In 2023, I’ll model for you my endless and abject vulnerability by declaring that I’ve listened to the LinkedIn prophets and therapists, that I’m going to be so mindful of being mindful and intentional of being so un-chart-ably intentional you’re not going to know what hit you. There’s going to be an outbreak of intentionality detonations wherever I go, and apocalyptic eruptions of mindfulness before you even step out of bed in the morning. You’re going to be kidney-zen sucker-punched every time you think of me, with intention shockwaves that actually rearrange your mindfulness atoms like those little shape-shifting drones in the sky. The people on LinkedIn are going to spontaneously explode into colorful streamers and pink smoke every time I talk about how I mindfully and intentionally helped the poor person behind me in line at the pharmacy, and how “we all” need to change lives through love, “like I just did,” and … you just wait – 2023… I might even start posting selfies to show how mindfully we should all focus on me!
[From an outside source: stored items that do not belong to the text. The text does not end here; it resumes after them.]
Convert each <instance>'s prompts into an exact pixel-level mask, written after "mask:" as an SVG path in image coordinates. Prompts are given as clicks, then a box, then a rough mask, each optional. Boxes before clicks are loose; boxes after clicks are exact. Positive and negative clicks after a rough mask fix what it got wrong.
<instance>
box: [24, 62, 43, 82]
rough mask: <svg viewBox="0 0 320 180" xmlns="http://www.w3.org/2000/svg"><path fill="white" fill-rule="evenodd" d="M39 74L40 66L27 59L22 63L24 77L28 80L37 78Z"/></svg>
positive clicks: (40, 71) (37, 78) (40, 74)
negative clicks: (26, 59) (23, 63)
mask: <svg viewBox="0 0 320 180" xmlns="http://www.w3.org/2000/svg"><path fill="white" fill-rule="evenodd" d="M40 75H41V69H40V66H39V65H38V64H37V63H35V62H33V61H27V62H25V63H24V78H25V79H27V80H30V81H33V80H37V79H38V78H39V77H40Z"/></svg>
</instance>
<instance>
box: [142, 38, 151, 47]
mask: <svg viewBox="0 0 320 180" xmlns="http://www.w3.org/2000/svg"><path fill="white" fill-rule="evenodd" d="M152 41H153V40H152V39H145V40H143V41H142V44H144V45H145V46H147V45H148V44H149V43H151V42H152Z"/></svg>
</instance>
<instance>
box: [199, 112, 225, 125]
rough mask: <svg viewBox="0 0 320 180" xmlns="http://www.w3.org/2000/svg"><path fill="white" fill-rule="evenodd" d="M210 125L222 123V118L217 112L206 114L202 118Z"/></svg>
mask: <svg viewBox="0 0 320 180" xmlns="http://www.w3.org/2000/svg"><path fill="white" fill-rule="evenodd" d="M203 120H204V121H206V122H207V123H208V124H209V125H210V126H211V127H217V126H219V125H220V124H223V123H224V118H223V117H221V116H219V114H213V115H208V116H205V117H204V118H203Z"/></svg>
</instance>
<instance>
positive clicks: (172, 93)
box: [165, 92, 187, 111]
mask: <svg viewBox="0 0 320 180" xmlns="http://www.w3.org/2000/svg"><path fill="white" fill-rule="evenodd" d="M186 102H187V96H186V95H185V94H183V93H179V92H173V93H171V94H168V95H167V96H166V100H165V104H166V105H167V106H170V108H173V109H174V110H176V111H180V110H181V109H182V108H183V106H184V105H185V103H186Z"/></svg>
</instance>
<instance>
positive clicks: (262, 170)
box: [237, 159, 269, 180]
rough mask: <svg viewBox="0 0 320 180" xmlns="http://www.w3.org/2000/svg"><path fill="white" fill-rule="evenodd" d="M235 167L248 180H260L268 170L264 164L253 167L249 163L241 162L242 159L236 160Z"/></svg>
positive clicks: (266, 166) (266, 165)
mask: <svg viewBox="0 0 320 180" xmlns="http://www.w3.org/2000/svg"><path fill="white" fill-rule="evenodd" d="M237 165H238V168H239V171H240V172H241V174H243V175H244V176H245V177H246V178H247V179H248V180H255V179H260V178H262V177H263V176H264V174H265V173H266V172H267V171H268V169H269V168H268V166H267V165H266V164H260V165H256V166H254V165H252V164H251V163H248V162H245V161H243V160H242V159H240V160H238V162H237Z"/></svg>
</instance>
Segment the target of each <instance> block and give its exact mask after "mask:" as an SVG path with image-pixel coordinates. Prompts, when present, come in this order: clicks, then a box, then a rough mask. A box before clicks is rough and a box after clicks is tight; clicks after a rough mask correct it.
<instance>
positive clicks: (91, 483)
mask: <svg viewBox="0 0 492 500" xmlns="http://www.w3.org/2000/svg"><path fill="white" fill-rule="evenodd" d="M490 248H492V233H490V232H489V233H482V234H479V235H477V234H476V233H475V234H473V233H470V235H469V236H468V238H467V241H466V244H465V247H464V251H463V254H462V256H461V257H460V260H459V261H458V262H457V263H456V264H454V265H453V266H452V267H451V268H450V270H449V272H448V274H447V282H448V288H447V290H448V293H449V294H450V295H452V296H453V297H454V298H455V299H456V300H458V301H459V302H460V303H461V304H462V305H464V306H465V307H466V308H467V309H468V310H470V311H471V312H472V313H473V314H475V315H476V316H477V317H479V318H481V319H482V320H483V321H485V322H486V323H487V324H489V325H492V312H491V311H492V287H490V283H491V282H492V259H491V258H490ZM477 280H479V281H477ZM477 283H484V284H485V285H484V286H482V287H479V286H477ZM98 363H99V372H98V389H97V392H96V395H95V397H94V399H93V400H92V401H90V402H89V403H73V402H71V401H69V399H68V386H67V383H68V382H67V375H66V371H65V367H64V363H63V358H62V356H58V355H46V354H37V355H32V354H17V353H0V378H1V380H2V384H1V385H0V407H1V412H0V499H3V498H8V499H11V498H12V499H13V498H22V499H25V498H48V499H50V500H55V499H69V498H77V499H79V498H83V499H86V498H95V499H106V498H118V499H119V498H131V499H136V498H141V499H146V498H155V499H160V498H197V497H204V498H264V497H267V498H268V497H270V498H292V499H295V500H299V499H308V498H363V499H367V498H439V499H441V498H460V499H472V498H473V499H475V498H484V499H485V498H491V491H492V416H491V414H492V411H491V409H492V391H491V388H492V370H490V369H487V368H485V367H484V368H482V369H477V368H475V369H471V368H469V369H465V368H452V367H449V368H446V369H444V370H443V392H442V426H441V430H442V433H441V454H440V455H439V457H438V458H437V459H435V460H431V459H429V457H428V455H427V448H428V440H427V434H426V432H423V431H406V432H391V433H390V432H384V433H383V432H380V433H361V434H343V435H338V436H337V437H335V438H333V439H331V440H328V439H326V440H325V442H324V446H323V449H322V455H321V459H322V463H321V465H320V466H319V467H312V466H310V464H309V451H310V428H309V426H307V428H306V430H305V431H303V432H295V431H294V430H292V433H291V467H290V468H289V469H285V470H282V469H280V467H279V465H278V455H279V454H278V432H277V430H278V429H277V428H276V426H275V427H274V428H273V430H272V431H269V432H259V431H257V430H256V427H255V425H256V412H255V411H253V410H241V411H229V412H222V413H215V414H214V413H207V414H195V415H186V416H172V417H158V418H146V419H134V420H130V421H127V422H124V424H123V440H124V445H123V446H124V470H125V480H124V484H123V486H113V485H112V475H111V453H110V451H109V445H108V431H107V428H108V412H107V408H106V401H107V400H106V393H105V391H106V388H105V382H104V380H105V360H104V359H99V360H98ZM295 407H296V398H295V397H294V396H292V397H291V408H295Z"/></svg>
But, otherwise, I watch the time pass, and I then start to look into the mystery of any efficacy to what I have done, where I am now, and then look at the remainder of an upcoming life. A science fiction writer 100 years ago wrote, “The only reason for time is so that everything doesn’t happen at once,” and when I read this quote I understood a little bit more about our eternal nature and why we’re all here. If there’s no time in the pre-mortal life or in the life hereafter, then while we’re here there would be no building on experience, with the chalked-up losses and the ever-sweeter successive joys, and the evolution of love and that ever-ascending depth that grows us as we try to change. We don’t accept “who we are” in some ways, but we should rock on through chosen evolution. It doesn’t make any sense to us now, and it must be part of the plan, but somehow, whatever happens in life, the three simple words of Jane Austen are comforting beyond reason, because they’re true: “Time will explain.” We all know, whatever happens, that those words are true and someday we’ll grasp them and it. All the same, though, it’ll never explain how Henry Kissinger is still alive and doling out geopolitical insights – how is that possible?

I’m grateful for 2022. But, weirdly, a few times during this year when something really good happened, it maybe didn’t have the same height of reward that it may have had in the past, what with context of 2022 and all. You try to decide the value of something and talk yourself into it being really good. Maybe it’s like mistaking Braum’s for Brahms, or it may have sort of been like the comfort and privilege of being the first person to use a freshly placed port-a-potty. Very, very welcome in context. But every now and then, looking around, I find myself wanting to just lie on the floor in the dark listening to Bizarre Love Triangle or I dream of falling asleep hunched over a tabletop Defender game, a gathering mix of drool and Domino’s Pizza sauce beneath me, or hanging out with my friends watching barges go down the Rhine, all without a care in the universe, but here we are where we are. And, but, 2023 is going to be a banner year. Merry Christmas everyone – Christmas is real, Jesus died for us and is our Savior, and I know beyond a shadow of a doubt that Adriane wants to have you over for a party, no matter how far away you are, whatever the holiday. And I, totally, do, too! Hearts.